Visio 2013 は、任意の図形にトリミングされるカスタム イメージ クリップ パスの定義をサポートします。これにより、矩形のイメージ クリップをサポートしていた Visio 2010 の機能を拡張します。この機能はシェイプシートで使用できます。

Visio 2013 の機能の詳細については、「開発者向け Visio の新機能」を参照してください。

Word

Word 2013 では、ドキュメントを作成および書式設定するための広範なツール セットが提供され、優れた外観のドキュメントを作成できます。豊富なレビュー、コメント化、および比較機能は、同僚からのフィードバックをすばやく集めて管理するのに役立ちます。高度なデータ統合により、ドキュメントはビジネス情報の重要なソースと常に関連付けられるようになります。

コンテンツ コントロールの拡張

Word 2013 のコンテンツ コントロールの再設計されたコンテンツ コントロール機能をプログラムで使用できます。新しい機能としては、反復コンテンツ コントロール、カラー コーディング、ドキュメントでのコンテンツ コントロールの外観の制御などがあります。コンテンツ コントロールはバインドされ、特定の種類のコンテンツに対するコンテナーとして機能するドキュメント内のラベル付き領域として使用できます (図 13 を参照)。

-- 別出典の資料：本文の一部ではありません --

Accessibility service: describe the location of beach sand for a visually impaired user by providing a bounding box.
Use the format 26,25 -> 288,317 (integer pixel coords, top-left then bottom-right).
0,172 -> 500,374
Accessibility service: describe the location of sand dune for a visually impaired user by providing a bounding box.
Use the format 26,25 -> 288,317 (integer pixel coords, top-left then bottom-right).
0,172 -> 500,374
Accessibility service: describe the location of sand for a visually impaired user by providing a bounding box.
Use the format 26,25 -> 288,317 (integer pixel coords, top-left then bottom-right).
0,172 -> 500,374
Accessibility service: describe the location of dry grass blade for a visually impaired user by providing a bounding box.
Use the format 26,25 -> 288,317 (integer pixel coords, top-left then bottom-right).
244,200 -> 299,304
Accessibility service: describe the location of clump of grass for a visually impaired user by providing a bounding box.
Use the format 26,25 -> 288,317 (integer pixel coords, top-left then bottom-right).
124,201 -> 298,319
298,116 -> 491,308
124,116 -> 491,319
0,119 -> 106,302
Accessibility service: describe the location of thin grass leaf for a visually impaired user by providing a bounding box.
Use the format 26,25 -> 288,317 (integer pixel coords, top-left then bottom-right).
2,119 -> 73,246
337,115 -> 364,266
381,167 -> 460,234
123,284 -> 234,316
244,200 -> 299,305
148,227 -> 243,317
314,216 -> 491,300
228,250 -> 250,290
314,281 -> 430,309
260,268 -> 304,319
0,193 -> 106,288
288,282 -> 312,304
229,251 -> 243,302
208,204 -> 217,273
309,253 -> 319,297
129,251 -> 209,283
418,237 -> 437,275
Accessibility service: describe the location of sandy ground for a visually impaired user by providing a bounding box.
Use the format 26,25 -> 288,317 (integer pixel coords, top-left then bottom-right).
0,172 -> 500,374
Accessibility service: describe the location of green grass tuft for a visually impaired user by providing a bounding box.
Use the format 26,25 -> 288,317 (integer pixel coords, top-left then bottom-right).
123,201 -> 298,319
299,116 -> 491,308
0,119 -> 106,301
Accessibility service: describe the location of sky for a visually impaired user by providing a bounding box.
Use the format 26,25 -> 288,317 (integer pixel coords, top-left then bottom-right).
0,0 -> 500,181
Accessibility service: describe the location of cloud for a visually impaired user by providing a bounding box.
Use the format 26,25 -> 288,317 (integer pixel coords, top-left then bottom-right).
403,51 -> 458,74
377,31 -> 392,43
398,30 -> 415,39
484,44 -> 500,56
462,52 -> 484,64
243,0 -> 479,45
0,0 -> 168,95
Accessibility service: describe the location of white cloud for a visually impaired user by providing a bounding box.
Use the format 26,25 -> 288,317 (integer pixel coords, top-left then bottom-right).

個別のコンテンツ コントロールは、日付、リスト、書式設定されたテキストなどのコンテンツを格納できます。これらのコンテンツ コントロールを使用して、リッチな構造化されたコンテンツ ブロックや、適切に定義されたブロックをドキュメントに挿入するテンプレートを作成できます。

図 13. 反復コンテンツ コントロール

反復コンテンツ コントロール

読み取りモードの設定の指定

Word 2013 では読み取りモードの設定をプログラムで設定できるようになりました。このような設定としては、テキストのスケーリング、レイアウト、行の長さなどがあります。

XML マッピング用の UI

リボン UI から使用できる作業ウィンドウでコンテンツ コントロールへの XML マッピングをネイティブに作成できます。Word 2010 や Microsoft Office Word 2007 の場合のように VBA やファイル形式の操作は必要ありません。作業ウィンドウでは、ドキュメント内のコンテンツ コントロールへの XML マッピングをビジュアルに設定できます。

Word 2013 の機能の詳細については、「開発者向け Word の新機能」を参照してください。

まとめ

Office 2013 には、開発者向けに作られた多くの機能とサポート テクノロジが含まれます。目的は、開発者の時間を節約し、スキルとリソースをいっそう効果的に使用できるようにすることにより、開発者の作業を容易にすることです。Office 2013 では Web が Office に組み込まれ、さまざまなデバイスでの生産性の向上が図られています。この技術記事では、Office 2013 が提供するものの概要だけを説明しました。製品が最終リリースに至る過程では、Office 2013 のさらに多くの新機能や強化された機能やテクノロジが明らかになります。